Plaintiff filed this negligence action against the Board and its general liability insurer. The insurer moved for a summary judgment, asserting that the pertinent policy provision excluded coverage for Tina's injury incurred while participating in an exhibition of a sports nature sponsored by the Board. Attached to the motion was a conclusory statement by the Board's attorney that the policy did not provide coverage for an injury to a cheerleader at a football game. Plaintiff filed a countervailing affidavit stating the conclusion that at the time of her injury Tina "was not practicing for, nor participating, in any sports or athletic contest or exhibition".

The trial court granted the motion and dismissed the insurer from the action. The court of appeal, treating the Board's application for supervisory writs under La.Code Civ.Proc. art. 2201 as an appeal, denied the application in an unpublished opinion, effectively affirming the dismissal of the insurer. This court then granted the Board's application for certiorari. 565 So. 2d 930.
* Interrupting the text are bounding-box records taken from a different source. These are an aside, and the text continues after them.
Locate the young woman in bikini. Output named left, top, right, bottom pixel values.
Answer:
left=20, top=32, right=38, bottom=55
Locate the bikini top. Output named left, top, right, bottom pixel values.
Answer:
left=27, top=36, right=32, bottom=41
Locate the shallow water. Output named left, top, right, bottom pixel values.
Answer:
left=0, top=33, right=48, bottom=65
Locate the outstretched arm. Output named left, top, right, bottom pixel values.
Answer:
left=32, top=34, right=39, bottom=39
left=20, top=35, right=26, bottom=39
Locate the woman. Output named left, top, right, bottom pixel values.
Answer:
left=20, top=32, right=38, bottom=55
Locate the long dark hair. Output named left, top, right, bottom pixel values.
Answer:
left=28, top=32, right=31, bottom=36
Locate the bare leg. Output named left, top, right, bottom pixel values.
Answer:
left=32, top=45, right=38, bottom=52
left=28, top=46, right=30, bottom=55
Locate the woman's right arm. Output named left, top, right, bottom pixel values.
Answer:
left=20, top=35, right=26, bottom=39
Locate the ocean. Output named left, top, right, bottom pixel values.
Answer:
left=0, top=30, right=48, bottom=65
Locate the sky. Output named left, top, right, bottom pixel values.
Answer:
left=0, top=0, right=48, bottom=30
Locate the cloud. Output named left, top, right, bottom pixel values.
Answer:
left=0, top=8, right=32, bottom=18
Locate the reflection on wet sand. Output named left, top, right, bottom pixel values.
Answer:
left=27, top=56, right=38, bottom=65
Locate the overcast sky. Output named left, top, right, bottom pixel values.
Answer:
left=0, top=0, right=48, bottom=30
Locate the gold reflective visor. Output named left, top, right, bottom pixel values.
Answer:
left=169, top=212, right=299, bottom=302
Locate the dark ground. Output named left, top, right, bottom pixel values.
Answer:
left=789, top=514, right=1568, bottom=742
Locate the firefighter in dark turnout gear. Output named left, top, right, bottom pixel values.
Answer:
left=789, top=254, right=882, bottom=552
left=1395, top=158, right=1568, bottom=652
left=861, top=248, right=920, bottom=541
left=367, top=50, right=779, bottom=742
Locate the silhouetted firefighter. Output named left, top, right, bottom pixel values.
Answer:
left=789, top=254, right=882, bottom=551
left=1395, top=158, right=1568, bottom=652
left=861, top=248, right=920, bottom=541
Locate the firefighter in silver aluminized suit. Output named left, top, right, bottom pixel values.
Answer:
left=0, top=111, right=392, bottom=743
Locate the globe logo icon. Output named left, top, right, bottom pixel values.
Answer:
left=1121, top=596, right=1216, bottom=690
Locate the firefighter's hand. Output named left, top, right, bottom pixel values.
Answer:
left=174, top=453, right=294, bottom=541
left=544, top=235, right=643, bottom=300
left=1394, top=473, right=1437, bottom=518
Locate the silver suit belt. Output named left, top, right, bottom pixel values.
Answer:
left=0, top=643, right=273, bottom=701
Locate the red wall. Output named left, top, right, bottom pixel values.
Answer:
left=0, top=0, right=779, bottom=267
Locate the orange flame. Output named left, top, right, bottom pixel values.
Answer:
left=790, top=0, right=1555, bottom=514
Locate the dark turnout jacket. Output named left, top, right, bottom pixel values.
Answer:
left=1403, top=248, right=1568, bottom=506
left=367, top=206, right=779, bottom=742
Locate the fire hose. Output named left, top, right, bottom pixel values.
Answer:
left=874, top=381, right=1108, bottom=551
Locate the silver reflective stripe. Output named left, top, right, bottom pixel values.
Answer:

In order to obtain a summary judgment, the mover must establish that there is no genuine issue as to material fact and that the mover is entitled to judgment as a matter of law. La.Code Civ.Proc. art. 966. Here, neither the mover (the insurer) nor the opponent (the Board) attempted to establish undisputed facts by affidavits or discovery documents. Nevertheless, since there is no genuine dispute as to the material facts alleged in the petition on the manner in which the injury occurred, the critical issue is whether on the undisputed facts the Board is entitled to judgment under the policy exclusion as a matter of law.

Exclusionary provisions in insurance contracts are strictly construed against the insurer, and any ambiguity is construed in favor of the insured. Capital Bank & Trust Co. v. Equitable Life Assurance Society, 542 So. 2d 494 (La.1989); Albritton v. Fireman's Fund Insurance Co., 224 La. 522, 70 So. 2d 111 (1953). Equivocal provisions seeking to narrow the insurer's obligation are strictly construed against the insurer, since these are prepared by the insurer and the insured has no voice in the preparation. 13 J. Appleman, Insurance Law and Practice § 7427 (rev. ed. 1976). If the language of the exclusion is subject to two or more reasonable interpretations, the interpretation which favors coverage must be applied. Carney v. America Fire & Indemnity Co., 371 So. 2d 815 (La.1979); W. McKenzie & H. Johnson, 15 Louisiana Civil Law Treatise, Insurance Law and Practice § 4 (1986). The judicial responsibility in the interpretation of an insurance policy is the determination of the common intent of the parties. W. McKenzie & H. Johnson, supra.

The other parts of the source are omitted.